Having only recently opened up to the world, there’s a lot to learn about the Golden Land of Myanmar. Here are 10 interesting facts about this mysterious and mesmerizing place…
Myanmar – the land of pagodas, mystery and unique culture – is a truly fascinating destination in Asia that nowattracts more and more travellers from around the world. English poet and novelist Rudyard Kipling once wrote, “This is Burma and it is unlike any land you know about”. Travelling Myanmar is enigmatic, inspiring and unique. Get inspired with these 10 interesting facts about the Golden Land!
1. The Burmese New Year is a Water Festival
The Burmese New Year which is called Thingyan or Water Festival often takes place in April as an annual event. This year, Thingyan festival falls from 13th to 16th April.
During the Burmese New Year Water Festival, all restaurants and stores are closed. Local people pour water onto each other as a way to wash away of unlucky things and sins in the previous year. Considering tempuratures also rocket into high levels, this festival is a refreshing reprieve for locals and travellers alike!
2. Beautiful, Quiet Beaches
Myanmar proudly owns more than two thousand kilometers of coastline and some of the most beautiful beaches in Asia. Many stretch along the Bay of Bengal and remain undiscovered by tourists and unspoiled by local authority. Ngapali is considered the most well-known beach in Myanmar, and is just a 45-minute ride from Yangon.
3. Clean and Pristine USD
ATMs are a bit easier to find in Myanmar than they used to be, but problems still arrive with travellers not being able to make withdrawals. To be on the safe side, bring enough US dollars to pay for your entire trip. Moreover, you also need to keep your money as clean and pristine as possible. Any tiny crease, tear or tiny stain could be grounds for refusal to be accepted in Myanmar. For smaller exchanges and general pocket money, exchange some of your cash for the local kyat which isn’t held to the same standard of cleanliness as USD. Credit cards and cheques are also accepted in 5-star hotels as well as high-end restaurants.
4. Kiss for a Beer
In Myanmar, when you want your server’s attention, the custom is to make a kissing sound, about 2 or 3 times. Although it may seem unsual, you’ll be surprised at how effective kissing noises are to get someone’s attention!

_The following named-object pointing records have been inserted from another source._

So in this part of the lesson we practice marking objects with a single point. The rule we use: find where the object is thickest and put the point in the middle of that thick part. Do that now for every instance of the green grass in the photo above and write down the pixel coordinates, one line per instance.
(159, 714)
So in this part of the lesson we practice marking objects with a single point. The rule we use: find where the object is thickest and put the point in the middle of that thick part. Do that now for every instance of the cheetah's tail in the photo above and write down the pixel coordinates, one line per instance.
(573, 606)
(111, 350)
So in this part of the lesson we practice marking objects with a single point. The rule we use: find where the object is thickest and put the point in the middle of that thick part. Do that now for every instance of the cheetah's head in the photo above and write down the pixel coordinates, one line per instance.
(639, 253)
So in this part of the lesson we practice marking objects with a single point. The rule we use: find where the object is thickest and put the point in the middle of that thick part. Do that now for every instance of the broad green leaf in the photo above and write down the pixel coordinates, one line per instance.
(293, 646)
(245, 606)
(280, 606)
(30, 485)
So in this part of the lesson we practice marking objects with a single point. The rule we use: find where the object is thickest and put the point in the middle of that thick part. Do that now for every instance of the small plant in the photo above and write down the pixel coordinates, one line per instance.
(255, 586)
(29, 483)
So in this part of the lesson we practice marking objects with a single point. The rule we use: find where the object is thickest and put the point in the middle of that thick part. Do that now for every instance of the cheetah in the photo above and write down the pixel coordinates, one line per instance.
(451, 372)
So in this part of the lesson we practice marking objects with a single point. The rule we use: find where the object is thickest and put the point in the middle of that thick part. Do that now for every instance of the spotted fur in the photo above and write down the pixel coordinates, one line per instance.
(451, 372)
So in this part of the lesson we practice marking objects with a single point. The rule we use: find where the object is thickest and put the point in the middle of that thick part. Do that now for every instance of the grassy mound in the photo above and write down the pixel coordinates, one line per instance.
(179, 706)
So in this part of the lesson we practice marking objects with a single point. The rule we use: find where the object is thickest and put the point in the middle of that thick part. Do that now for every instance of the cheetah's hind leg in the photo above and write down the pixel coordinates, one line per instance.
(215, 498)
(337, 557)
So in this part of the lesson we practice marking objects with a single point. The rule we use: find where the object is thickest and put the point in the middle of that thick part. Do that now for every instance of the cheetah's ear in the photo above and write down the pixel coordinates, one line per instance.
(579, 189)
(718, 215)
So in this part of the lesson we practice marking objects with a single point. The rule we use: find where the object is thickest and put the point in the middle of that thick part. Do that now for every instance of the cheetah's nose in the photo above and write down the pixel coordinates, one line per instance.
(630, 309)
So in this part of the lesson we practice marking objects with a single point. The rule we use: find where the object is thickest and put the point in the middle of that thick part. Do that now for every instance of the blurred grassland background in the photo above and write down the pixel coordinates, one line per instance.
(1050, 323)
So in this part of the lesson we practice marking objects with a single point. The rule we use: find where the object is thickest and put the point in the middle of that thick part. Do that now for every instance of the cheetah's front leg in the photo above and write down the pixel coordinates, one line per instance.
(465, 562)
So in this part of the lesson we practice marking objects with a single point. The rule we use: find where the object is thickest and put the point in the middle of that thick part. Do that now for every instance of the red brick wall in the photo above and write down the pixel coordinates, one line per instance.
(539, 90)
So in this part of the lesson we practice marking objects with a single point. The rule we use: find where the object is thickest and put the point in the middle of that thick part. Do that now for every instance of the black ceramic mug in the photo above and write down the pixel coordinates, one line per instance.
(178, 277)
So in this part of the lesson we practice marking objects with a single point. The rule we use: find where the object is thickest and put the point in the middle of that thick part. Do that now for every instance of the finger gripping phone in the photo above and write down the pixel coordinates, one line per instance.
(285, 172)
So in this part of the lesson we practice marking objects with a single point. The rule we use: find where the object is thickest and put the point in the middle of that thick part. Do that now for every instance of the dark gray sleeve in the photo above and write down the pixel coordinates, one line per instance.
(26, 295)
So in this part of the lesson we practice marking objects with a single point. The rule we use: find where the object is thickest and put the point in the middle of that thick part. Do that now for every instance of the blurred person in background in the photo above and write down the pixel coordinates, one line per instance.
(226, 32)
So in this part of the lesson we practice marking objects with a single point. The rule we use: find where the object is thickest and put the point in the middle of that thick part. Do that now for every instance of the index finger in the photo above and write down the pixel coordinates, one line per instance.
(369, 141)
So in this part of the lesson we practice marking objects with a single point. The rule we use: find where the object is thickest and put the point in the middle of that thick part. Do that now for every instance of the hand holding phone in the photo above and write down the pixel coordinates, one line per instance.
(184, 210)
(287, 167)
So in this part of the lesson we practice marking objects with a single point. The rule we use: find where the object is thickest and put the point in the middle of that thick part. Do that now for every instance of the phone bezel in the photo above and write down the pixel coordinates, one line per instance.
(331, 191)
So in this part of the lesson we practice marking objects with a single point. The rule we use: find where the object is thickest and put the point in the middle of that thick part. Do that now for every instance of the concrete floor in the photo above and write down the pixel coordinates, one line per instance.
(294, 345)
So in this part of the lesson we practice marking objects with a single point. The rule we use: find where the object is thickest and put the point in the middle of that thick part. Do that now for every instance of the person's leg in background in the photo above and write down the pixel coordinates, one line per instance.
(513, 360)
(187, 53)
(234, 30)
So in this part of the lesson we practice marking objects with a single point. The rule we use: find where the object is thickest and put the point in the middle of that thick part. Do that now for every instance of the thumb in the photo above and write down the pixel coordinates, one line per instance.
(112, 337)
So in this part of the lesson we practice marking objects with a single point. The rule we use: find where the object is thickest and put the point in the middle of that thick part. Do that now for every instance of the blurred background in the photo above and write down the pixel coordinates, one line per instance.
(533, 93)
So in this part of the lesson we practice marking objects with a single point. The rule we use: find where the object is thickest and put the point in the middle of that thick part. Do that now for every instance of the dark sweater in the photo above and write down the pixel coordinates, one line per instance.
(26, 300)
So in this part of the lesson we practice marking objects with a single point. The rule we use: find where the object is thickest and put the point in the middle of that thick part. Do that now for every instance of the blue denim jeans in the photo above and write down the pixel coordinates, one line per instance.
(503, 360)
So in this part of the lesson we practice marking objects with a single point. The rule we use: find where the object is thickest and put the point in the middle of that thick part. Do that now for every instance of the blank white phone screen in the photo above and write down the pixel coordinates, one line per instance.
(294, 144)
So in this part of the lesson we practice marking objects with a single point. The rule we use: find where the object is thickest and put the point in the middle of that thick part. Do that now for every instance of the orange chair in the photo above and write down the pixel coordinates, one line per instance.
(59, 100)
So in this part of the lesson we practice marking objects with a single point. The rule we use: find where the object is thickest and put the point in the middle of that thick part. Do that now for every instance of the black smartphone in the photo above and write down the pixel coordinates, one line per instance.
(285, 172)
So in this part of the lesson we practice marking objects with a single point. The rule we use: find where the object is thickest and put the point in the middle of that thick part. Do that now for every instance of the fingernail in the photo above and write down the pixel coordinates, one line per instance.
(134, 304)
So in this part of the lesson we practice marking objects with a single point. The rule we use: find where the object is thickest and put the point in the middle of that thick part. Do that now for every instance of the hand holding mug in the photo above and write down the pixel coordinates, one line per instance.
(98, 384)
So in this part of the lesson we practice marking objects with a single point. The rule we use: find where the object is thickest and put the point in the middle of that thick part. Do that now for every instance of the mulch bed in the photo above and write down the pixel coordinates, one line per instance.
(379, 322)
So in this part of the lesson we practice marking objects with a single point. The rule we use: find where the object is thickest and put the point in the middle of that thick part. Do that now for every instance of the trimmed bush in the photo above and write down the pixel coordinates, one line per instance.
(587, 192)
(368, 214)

5. Hotels Are Still Pricey
Room rates in Myanmar are much higher than other countries of South East Asia. Since Myanmar has opened up, a lot of travellers around the world have made the journey. However, many hotels are still under construction in order to eventually meet visitors’ high demands. Therefore room rates are still high and there are still not many hotels outside of major cities.
6. Men Wear skirts
Known in Burmese as the longyi, this traditional form of dress is worn by both men and women, everywhere. A square piece of fabric that wraps around the waist, it is worn by many men all over the country. While men usually tie their longyi in front, women fold their cloth over and secure it to the side. This dress is not only practical for labour, longyi are comfortable and easy to wear when temperatures climb to 40°C! Wether you’re in the city or the rural countryside, don’t be too surpised to see a shirtless man in a skirt!
7. Eat With Your Right Hand
Eating with left hand in Burma is considered a rude action because this hand only use for personal hygiene. Be careful when eating or giving money to someone, always remember doing with your right hand. Furthermore, Burmese use their fingertips to squeeze the rice into small balls and mix them with other dishes as they eat.
8. Newspaper Stands Abound in Yangon
During the period restricted information, reading newspaper was the only way for Burmese to know about the world outside their country. It is still an important source of information as well as pride, and you’re bound to see hundreds of vendours dotting the streets of Yangon.
9. The Betel Nut Habit
Chewing betel nuts is a daily hobby of the Burmese. Vendors sell them all over the country and they are a favourite for many locals. The betel nut is wrapped in betel leaf with some tobacco and spices and chewed but never swallowed. They’re enjoyed like chewing tobacco, chewed and chewed and chewed until the flavour wears off. This head buzzing hobby also causes your teeth and spit to turn red, so don’t be surprised if you see the odd red stain on the sidewalk!
10. Cheeroot Cigars
Another unsual local custom are hand rolled cheeroot cigars, with various aromatic flavours. These cigars are a centuries old tradition of Myanmar that many locals swear by! At Inle Lake, you can see firsthand the ethnic communities rolling hundreds of these in precise and calming fashion.